The Honda X-ADV is pitched as an adventure scooter and you’ll need to be of an adventurous nature to consider this left-field choice. It’s an unusual mash-up of full-size go-anywhere BMW GS-style bike but with a feet-forward riding position.
Other oddities about the design of the X-ADV are its DCT twin-clutch six-speed gearbox. This lets you ride the Honda without ever having to bother changing gear yourself or you can opt to take control with the up and down shifters on the left-hand bar. For anyone used to a motorcycle with a clutch lever, this is a little strange at first but you soon get used to whizzing up and down the ’box.
Honda provides two modes for the gear shifts. The first is the standard Drive setting that’s ideal for mooching through town with the minimum of fuss and effort on your part. Choose Sport and the engine hangs on to the revs for a little longer and changes are crisper, so it’s designed more for use on back roads where you need that greater finesse. What you will also notice is the X-ADV has a chain drive like a standard motorcycle’s, so you get some engine braking when you ease off the throttle.
Powering all of this is a 745cc parallel twin engine borrowed from the NC model. That’s a good thing in our book as it’s a solid, smoother performer that gets on with the job whatever’s asked of it. It gets a little buzzy towards the red line, but acceleration is brisk enough to make the X-ADV fun and there’s just about low-end shove for it to back up the off-road style of the bike.
Could you use the X-ADV off the beaten track? A little and certainly more than you would on any other maxi-scooter. There’s good ground clearance, but the long wheelbase means sharper ridges could catch the underside of the frame with expensive consequences.
Better to think of the X-ADV as a bike to have adventures on rather than be too adventurous with the terrain you ride on. The 17-inch front and 15-inch rear tyres supply all the grip you need for commuting, heading down country lanes and dusting up roundabouts. There’s lots of confidence in the way the Honda’s chassis deals with bumps and it’s a much plusher ride than most maxi-scooters.

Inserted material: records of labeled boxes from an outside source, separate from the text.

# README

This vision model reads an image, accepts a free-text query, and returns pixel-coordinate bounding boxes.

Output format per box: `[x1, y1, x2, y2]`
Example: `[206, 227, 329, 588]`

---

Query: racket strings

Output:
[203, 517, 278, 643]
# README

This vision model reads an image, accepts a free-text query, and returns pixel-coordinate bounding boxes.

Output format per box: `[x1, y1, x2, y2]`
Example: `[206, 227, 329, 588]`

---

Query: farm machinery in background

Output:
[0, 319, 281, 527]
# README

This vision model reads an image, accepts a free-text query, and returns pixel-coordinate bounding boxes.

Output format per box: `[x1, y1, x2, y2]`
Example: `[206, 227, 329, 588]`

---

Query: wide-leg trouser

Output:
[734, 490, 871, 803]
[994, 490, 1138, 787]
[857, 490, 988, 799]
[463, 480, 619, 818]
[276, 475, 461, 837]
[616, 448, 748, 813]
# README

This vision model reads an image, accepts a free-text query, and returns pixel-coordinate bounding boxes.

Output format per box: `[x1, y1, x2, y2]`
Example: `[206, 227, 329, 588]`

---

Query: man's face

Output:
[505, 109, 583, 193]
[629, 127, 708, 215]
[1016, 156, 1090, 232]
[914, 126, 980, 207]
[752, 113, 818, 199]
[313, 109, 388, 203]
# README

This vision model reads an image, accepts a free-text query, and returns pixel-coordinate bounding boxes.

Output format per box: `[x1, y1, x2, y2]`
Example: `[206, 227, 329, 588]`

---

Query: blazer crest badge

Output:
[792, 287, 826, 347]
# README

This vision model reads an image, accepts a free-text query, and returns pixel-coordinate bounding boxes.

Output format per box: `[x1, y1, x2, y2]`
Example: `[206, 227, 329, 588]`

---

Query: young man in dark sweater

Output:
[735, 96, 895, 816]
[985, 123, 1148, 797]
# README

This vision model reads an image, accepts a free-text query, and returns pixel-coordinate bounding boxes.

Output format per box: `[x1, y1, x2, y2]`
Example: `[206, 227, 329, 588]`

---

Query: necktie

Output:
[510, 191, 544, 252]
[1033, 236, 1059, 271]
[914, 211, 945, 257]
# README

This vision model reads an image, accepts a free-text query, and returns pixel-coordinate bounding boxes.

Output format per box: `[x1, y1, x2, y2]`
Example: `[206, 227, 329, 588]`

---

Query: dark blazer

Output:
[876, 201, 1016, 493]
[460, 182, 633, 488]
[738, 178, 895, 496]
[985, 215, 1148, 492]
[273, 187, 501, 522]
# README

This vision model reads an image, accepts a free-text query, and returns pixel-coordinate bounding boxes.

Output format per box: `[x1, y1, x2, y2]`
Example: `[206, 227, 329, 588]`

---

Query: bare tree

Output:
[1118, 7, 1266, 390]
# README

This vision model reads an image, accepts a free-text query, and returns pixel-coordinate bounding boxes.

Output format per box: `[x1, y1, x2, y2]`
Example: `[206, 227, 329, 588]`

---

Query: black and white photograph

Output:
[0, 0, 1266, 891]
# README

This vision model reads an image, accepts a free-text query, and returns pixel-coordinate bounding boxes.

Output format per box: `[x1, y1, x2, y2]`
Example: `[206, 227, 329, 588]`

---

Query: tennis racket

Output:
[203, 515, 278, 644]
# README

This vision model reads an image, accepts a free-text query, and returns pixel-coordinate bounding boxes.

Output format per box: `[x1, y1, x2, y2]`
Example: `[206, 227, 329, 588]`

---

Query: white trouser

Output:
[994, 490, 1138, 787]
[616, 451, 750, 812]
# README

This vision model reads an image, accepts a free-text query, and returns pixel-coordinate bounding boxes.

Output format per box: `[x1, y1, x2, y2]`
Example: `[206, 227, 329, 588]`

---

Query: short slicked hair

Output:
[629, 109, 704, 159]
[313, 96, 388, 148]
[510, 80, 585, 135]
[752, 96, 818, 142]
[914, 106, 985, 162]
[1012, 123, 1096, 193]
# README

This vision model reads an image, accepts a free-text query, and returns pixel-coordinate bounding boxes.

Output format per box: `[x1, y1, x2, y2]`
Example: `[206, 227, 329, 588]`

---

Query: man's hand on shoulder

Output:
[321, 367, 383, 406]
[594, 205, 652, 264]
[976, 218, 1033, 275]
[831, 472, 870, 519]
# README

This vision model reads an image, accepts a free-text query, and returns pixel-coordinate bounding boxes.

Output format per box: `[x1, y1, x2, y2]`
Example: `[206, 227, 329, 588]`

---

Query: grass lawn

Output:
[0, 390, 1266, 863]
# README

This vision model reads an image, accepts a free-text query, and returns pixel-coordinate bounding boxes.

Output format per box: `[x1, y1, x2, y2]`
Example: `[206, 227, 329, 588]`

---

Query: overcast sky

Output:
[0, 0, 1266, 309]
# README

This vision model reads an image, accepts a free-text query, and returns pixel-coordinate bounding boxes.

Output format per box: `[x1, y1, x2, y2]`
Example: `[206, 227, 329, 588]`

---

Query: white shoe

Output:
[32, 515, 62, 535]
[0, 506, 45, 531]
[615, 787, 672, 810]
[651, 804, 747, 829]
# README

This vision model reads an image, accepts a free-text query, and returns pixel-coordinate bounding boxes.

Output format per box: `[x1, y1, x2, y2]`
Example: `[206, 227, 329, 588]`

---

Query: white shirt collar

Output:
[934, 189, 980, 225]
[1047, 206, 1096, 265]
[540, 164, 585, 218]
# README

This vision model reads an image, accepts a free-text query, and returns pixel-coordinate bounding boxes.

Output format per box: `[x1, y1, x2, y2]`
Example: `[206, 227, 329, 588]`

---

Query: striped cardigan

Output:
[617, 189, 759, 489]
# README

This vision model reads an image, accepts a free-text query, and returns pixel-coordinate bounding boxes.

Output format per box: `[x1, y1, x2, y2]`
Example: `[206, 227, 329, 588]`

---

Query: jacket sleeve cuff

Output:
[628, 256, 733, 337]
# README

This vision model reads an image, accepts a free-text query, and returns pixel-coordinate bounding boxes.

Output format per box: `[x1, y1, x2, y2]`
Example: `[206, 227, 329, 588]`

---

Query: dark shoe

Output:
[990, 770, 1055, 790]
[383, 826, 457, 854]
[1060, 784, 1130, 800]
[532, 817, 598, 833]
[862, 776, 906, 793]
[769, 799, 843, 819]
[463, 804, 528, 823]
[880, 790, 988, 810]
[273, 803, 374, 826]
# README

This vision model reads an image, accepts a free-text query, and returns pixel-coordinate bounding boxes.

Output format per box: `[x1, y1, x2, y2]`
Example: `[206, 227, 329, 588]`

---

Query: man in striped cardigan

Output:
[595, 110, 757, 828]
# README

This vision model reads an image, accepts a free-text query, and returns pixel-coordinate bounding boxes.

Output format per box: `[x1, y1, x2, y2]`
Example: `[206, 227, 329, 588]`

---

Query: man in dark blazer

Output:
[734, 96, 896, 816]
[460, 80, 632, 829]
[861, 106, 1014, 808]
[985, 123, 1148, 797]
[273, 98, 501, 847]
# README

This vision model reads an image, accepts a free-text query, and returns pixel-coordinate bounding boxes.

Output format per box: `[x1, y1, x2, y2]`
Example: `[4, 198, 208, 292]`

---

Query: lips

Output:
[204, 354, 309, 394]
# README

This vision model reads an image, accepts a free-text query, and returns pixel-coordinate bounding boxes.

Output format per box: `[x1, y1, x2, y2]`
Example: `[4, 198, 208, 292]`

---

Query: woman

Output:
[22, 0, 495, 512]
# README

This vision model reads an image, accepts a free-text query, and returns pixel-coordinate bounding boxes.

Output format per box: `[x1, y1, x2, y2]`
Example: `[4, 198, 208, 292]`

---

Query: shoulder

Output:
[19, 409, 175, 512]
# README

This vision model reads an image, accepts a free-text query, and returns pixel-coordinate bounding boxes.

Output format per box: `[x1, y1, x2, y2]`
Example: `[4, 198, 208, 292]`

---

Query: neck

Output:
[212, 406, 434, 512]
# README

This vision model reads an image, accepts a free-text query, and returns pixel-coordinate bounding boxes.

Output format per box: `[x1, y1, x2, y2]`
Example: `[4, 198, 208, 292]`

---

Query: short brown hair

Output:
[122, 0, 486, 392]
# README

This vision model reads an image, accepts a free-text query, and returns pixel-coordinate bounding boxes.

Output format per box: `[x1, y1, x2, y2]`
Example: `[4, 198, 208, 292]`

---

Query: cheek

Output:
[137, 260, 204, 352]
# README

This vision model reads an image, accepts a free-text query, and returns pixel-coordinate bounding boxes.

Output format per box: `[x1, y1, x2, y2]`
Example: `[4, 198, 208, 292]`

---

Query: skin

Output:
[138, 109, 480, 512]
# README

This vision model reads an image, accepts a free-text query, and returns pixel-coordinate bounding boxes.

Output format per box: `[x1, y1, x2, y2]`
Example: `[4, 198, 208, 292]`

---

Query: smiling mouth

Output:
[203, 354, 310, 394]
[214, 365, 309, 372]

As you’d expect for a scooter costing the thick end of ten grand, the X-ADV comes with ABS anti-lock brakes. Also helping to justify that price is Honda’s Smart Key ignition system which seems to work more easily with this bike than others we’ve tried it on. Perhaps this is familiarity beginning to kick in, but it suits the X-ADV’s techy, oddball nature too.
That impression of a bike designed without preconceptions follows through the dash, which looks like one of the sat-nav devices found on Dakar racers. The digital display is easy to read in daylight and not so bright that it distracts at night. All of the vital information is there to read and you also have a gear indicator, which is needed here to remind you when the bike is parked to select the handbrake lever tucked down in the right-hand fairing panel. This is needed as the DCT gearbox cannot be left in gear to prevent the Honda rolling away.
The feet-forward riding position is common to maxi-scooters and works well on this Honda, especially with the large and adjustable screen to keep wind blast at bay. However, it’s a shame the seat cushion is not more thickly padded and better shaped as all your weight is carried on your lower spine. It’s okay for a couple of hours but after that we needed a halt to let the blood flow back to our rear end.
It’s the same for the pillion, who gets a decent seat but two hours is the maximum limit before a rest stop is needed. Still, the passenger gets neat fold-down foot pegs and if you go for the optional top box they have something to lean against. Underneath the seat is storage big enough to swallow a full-face helmet, but you’ll need that top box if your passenger wants to stash their’s away too.
These concerns won’t worry anyone coming to the X-ADV from a motorcycle, but max-scooter users might find them disappointing when they’ve been used the practicalities offered by the likes of the Piaggio MP3 500. We wouldn’t let it put us off the Honda as it rewards with a ride that’s more engaging than its nearest rivals. It may not be as nimble around town as more traditional scooters, but for longer distance commuting and weekend fun, the X-ADV is hard to beat.